Une mémoire en mouvement : la portée du répertoire oral
L’un des héritages les plus cruciaux des musiciens itinérants réside dans leur rôle dans la transmission orale. Avant le XIXe siècle, peu de partitions ou recueils écrits existaient dans les sociétés rurales. La musique populaire se transmettait par imitation, en direct, et les musiciens itinérants servaient d’intermédiaires essentiels à ce processus.
Le caractère particulier de l'oralité
La transmission orale avait ceci de unique : elle rendait la musique vivante, évolutive. Contrairement aux œuvres codifiées de la musique classique, les mélodies populaires changeaient au gré des interprétations. Le musicien, parfois contraint d’adapter une chanson à une langue, un contexte ou un goût local, devenait un véritable créateur.
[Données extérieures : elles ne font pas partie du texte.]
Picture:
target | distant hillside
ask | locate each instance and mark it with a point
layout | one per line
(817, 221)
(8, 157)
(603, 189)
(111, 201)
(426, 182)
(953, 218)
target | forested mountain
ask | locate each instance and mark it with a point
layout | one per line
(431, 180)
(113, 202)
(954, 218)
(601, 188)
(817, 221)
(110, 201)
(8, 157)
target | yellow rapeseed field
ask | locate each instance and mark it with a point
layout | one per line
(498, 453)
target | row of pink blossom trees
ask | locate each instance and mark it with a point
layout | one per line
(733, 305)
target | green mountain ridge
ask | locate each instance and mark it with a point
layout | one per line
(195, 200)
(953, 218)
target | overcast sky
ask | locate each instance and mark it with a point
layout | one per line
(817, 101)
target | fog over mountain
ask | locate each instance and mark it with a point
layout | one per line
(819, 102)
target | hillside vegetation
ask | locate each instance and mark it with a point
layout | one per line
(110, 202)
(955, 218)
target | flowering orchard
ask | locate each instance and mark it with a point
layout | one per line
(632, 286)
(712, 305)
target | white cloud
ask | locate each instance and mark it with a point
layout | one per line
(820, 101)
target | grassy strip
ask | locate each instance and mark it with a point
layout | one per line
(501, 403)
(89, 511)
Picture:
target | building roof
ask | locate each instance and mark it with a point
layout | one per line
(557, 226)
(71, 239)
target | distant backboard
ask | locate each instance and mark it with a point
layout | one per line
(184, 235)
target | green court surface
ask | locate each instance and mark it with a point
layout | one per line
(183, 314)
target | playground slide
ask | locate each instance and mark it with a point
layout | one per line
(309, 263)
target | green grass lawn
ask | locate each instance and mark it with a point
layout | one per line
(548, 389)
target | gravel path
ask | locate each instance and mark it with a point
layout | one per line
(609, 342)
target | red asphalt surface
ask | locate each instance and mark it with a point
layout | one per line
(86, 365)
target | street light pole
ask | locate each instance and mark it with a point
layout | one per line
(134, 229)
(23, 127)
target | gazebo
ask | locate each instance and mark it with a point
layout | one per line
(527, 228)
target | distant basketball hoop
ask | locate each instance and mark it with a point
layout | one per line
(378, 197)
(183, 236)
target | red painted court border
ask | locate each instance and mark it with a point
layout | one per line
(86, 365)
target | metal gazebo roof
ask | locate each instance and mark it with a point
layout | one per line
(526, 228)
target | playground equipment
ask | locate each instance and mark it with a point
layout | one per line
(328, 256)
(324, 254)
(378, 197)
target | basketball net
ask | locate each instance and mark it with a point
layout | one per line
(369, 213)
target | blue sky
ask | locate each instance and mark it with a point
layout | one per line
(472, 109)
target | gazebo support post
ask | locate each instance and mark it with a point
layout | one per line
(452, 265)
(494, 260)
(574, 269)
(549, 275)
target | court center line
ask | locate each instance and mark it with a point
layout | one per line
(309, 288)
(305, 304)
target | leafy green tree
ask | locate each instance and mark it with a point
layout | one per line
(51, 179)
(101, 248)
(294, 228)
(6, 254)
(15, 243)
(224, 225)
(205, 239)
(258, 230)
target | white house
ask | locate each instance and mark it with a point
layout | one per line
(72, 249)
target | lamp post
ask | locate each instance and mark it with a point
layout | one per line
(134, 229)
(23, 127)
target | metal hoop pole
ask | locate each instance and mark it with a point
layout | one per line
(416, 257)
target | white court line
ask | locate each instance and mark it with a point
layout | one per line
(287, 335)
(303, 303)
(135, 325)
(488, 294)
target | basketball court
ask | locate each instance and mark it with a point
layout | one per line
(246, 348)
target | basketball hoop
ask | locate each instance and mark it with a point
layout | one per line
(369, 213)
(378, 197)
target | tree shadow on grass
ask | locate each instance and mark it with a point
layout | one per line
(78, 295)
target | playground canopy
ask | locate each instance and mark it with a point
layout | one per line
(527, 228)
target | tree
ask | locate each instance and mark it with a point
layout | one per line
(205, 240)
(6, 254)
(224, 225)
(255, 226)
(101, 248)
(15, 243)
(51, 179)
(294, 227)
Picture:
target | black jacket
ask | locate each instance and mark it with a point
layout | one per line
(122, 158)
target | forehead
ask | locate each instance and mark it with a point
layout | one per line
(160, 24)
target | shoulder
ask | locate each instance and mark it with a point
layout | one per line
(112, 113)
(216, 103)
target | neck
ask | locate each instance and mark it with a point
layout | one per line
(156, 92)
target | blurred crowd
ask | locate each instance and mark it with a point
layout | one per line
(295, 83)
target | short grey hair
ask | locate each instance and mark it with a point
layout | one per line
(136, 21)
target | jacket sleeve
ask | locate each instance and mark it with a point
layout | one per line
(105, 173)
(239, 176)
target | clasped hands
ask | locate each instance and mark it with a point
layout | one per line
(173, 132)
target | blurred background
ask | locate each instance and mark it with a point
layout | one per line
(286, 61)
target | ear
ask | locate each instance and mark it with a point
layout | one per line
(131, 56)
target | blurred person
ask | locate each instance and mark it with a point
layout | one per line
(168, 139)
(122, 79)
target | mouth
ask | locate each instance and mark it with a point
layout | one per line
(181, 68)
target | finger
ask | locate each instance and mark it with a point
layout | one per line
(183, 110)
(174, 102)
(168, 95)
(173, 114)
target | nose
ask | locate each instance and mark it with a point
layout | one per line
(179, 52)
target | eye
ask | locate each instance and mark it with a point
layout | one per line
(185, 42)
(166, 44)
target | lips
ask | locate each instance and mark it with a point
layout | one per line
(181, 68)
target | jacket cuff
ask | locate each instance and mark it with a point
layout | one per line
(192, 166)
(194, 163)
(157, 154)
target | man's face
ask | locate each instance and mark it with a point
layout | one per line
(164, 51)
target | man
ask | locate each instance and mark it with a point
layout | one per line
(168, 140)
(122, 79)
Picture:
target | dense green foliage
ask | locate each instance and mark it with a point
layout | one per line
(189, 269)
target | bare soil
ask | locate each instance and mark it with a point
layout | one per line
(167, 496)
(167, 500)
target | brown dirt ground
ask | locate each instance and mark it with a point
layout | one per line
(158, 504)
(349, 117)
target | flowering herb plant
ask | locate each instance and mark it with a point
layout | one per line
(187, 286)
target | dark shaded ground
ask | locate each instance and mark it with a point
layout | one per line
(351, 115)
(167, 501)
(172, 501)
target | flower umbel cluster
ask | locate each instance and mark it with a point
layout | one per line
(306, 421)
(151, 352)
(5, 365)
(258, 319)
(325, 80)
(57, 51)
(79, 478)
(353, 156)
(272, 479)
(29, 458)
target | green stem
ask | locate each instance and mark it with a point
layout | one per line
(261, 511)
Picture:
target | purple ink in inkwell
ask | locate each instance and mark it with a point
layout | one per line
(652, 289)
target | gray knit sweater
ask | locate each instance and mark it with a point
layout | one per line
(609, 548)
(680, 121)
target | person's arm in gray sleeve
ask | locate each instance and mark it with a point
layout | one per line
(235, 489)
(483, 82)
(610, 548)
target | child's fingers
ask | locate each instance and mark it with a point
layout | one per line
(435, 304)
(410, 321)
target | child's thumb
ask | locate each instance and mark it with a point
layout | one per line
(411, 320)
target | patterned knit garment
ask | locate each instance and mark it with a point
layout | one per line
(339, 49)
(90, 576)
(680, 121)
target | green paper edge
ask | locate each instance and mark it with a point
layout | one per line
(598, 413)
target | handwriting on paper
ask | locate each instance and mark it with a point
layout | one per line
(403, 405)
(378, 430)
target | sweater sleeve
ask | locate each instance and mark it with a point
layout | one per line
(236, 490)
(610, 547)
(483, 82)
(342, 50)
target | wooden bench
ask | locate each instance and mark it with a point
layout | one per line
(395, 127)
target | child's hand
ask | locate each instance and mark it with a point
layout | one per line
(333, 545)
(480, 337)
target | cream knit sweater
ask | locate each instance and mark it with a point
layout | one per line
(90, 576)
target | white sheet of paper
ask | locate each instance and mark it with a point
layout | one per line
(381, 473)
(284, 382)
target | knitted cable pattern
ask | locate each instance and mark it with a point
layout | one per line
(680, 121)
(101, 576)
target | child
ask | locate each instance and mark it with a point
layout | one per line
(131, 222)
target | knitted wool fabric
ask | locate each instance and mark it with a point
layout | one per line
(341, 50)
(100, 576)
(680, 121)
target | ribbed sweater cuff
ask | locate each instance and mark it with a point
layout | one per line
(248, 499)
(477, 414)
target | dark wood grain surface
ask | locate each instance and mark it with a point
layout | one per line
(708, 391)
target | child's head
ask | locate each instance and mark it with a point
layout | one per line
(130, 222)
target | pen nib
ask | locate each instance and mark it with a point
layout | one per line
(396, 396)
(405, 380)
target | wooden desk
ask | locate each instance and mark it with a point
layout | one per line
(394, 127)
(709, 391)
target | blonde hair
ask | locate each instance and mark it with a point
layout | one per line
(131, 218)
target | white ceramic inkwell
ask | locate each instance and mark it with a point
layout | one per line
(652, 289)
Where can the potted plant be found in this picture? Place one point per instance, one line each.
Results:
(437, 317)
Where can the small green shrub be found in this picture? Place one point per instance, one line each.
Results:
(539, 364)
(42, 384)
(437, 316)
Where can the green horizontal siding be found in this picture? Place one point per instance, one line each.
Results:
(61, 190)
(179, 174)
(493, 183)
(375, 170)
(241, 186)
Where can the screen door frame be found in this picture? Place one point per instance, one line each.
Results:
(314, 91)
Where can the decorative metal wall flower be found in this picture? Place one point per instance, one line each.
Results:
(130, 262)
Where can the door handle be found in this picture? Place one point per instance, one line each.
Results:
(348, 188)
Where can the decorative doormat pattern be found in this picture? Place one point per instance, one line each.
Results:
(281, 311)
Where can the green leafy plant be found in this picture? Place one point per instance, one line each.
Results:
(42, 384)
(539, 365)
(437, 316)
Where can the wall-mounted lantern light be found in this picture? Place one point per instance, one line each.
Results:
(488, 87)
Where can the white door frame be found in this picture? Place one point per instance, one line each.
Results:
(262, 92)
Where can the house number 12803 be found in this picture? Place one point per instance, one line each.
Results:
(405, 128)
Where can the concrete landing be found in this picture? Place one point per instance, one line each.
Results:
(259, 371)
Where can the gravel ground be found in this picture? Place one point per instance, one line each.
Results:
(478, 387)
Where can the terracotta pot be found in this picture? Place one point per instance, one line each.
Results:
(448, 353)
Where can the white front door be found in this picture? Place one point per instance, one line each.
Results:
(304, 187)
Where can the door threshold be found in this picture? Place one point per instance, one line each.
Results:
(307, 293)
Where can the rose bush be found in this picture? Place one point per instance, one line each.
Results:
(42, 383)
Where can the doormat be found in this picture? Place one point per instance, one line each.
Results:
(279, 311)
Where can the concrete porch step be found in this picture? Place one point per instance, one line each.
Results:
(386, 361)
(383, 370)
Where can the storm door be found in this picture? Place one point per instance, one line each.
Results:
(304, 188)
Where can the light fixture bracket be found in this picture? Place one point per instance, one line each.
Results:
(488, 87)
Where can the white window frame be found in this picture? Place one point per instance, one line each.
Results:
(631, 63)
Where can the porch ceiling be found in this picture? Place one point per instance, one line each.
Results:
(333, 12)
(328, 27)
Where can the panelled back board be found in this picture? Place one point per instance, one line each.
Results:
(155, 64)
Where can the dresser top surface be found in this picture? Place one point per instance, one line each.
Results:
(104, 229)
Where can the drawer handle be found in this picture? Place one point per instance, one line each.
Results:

Par exemple, un air d’accordéon appris dans le Massif central pouvait voguer jusqu’à l’Alsace et en revenir avec des ornements d’une tout autre couleur.
Exemple : les violoneux itinérants en Auvergne
En Auvergne, une figure emblématique illustre cette tradition : celle des violoneux itinérants, souvent issus de milieux précaires. Ces musiciens, armés de leur violon et d’un petit baluchon, parcouraient les routes pour jouer lors des noces, bals ou foires. Ils partageaient non seulement des airs de bourrée, mais s’imprégnaient des influences des régions traversées, enrichissant ainsi leur répertoire.
Le collectage réalisé dans la première moitié du XXe siècle par des ethnomusicologues comme Jean Darnal témoigne de cette diversité. Il révèle également à quel point ces familles de musiciens itinérants étaient vues comme des ponts entre des terroirs parfois isolés.